5.6.1. Full-length viral RNA synthesis strategies

Full-length cloning of viral genomes has been a common tool in virology since the 1980’s (Taniguchi et al., 1978; Lowry et al., 1980; Racaniello and Baltimore, 1981), but it is often a long and tedious process, mostly due to the frequent instability of the full-length clones in bacteria (Boyer and Haenni, 1994). It is thought that cryptic bacterial promoters and secondary structures within the viral sequences encourage the bacteria to excise problematic viral regions from the plasmid clone. Full-length clones therefore have to be monitored constantly for possible deletions and re-arrangements as part of their maintenance. The process has been made easier by improvements in cloning techniques and the stability of the cloning vectors with respect to accepting and maintaining long (~10kb) inserts. There are several alternatives to cloning full-length genomes. Sometimes it is easier to clone the genome in several partial clones first, and then recombine these afterwards into a single full-length clone (Rodriguez et al., 2006).

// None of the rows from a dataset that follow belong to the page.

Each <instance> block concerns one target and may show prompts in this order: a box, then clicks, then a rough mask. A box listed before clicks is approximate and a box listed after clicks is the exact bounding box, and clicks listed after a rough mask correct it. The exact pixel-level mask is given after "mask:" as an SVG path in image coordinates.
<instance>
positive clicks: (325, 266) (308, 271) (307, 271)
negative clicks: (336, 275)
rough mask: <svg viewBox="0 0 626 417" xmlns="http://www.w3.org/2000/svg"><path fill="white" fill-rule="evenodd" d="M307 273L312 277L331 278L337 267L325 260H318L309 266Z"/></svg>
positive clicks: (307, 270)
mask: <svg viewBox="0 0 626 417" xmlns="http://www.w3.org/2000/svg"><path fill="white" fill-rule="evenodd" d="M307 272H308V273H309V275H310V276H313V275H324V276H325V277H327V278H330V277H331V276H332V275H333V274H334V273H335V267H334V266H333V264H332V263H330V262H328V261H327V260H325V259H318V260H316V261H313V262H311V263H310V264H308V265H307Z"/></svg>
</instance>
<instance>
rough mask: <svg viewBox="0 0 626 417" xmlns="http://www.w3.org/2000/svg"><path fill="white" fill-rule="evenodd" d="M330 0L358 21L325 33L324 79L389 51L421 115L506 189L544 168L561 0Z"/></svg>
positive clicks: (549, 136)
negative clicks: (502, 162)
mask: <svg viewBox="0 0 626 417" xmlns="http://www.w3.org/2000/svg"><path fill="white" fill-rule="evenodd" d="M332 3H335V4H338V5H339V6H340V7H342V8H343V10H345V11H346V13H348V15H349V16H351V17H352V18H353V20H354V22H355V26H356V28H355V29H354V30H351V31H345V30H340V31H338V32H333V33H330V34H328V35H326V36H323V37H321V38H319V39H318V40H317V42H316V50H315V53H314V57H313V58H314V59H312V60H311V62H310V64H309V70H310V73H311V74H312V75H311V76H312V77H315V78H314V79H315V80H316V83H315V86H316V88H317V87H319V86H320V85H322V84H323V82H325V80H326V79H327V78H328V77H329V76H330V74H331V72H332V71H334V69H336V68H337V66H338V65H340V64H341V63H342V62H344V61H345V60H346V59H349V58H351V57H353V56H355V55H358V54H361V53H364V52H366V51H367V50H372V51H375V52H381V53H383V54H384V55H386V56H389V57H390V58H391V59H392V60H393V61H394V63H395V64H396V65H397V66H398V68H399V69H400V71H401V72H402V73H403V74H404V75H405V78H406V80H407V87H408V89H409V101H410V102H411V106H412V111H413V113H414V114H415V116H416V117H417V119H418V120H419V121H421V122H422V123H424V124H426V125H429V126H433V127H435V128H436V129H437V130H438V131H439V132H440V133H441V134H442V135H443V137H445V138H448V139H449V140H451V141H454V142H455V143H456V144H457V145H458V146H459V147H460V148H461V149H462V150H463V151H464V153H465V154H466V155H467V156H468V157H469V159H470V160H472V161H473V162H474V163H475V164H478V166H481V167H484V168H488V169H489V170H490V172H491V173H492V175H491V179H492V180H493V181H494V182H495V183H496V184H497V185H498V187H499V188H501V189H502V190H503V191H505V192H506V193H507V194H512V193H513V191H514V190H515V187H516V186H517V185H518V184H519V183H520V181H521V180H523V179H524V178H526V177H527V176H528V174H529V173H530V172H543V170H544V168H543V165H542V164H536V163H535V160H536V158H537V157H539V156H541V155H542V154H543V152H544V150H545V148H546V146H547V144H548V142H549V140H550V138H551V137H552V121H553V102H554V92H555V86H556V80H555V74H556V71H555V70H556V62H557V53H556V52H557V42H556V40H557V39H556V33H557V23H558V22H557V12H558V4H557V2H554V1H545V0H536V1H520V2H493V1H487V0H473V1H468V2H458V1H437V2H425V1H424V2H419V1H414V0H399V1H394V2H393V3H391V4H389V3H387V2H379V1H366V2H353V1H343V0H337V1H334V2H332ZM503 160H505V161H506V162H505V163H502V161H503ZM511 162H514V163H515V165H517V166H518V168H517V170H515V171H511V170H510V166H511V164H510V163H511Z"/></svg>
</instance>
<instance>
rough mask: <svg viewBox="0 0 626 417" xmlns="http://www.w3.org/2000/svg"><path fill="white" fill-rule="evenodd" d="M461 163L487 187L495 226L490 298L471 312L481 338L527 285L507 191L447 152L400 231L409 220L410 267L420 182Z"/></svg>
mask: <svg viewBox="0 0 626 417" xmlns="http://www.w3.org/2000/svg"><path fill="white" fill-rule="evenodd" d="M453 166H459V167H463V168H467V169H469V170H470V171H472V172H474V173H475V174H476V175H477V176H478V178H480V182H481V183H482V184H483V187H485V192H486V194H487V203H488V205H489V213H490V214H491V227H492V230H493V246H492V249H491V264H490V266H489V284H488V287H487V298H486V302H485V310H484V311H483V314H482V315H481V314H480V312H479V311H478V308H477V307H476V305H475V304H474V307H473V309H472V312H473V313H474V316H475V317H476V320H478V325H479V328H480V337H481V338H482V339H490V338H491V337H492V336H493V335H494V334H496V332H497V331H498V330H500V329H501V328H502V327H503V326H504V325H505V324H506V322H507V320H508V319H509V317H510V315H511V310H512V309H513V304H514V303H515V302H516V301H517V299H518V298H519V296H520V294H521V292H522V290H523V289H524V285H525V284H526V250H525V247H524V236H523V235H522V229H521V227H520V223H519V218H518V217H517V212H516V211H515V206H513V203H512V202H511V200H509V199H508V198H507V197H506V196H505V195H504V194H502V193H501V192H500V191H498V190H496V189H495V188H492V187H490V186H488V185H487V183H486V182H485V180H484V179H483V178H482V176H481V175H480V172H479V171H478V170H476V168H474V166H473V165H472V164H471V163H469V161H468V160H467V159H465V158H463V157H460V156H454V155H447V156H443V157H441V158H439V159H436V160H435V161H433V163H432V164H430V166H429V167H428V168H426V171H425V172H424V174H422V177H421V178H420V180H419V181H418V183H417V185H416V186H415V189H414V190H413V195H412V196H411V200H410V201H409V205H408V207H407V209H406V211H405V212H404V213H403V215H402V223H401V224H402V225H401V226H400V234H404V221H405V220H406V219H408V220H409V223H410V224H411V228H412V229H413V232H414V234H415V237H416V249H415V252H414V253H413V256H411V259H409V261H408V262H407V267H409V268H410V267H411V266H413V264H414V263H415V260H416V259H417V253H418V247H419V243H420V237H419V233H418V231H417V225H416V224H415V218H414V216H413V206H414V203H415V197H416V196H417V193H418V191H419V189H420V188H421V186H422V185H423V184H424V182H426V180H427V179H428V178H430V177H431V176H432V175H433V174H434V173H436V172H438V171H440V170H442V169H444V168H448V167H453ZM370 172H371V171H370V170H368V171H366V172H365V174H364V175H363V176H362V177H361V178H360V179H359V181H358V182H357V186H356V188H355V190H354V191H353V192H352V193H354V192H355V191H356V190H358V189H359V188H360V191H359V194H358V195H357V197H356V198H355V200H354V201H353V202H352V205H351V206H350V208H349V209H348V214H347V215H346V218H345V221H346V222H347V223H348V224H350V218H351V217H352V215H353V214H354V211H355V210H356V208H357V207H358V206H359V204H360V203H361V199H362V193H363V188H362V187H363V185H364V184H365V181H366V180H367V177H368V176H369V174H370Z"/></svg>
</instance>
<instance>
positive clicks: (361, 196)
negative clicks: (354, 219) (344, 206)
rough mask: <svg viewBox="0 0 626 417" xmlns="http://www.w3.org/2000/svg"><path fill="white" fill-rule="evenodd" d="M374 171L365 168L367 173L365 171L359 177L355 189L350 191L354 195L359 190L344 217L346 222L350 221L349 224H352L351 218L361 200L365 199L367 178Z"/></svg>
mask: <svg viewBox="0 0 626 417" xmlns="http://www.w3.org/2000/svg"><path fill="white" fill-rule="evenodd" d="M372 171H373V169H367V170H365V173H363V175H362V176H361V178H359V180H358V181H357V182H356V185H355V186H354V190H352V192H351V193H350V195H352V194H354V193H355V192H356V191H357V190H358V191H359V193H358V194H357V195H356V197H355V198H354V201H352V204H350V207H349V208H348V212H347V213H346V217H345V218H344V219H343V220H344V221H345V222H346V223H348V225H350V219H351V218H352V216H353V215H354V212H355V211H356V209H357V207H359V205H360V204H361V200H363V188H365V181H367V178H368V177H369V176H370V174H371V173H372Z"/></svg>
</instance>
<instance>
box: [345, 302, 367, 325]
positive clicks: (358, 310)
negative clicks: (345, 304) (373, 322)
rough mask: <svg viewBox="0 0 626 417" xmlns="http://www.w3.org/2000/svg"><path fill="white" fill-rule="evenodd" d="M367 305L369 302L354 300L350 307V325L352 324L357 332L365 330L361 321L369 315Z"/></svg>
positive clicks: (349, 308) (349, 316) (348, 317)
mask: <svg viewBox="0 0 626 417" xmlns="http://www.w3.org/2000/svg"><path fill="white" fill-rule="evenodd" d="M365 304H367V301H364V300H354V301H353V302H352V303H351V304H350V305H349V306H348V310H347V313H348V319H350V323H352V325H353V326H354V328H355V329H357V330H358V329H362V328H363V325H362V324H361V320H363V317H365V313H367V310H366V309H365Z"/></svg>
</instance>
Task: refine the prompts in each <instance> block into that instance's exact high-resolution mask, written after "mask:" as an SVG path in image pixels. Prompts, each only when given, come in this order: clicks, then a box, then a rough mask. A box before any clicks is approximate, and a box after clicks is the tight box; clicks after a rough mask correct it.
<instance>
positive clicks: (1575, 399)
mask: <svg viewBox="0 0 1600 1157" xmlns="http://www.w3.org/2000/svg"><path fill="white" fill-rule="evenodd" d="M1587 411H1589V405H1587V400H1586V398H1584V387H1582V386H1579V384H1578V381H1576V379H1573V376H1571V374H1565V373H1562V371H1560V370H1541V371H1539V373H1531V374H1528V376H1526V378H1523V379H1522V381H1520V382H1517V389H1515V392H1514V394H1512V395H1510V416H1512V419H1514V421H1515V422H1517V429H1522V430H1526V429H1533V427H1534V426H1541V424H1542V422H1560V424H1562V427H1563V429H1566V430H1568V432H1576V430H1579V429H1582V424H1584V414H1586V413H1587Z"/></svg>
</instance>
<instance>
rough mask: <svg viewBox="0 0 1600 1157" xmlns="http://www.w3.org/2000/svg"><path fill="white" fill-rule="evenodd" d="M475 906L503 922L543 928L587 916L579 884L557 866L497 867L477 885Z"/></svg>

Another strategy, used for viruses that prove impossible to clone full-length, is to clone the genome in two halves, which are maintained independently and then recombined in vitro prior to RNA transcription using a suitably engineered restriction site (Jakab et al., 1997). This improves the stability of the clones, the engineered restriction site can be used for recombining different virus strains for gene function analysis and also serves as a useful marker for tracing the virus through experiments.

A third alternative is to dispense with cloning altogether and generate infectious RNA transcripts directly off full-length PCR products that have a suitable recognition site for the T3, T7 or SP6 RNA polymerase incorporated into the full-length amplification primers, for transcript synthesis. This avoids the instability problems of cloned full-length clones but limits the extent to which the genomes can be manipulated genetically. This approach was successful for synthesizing full-length, infectious transcripts of BQCV after it proved impossible to successfully clone full-length BQCV (Benjeddou et al., 2002).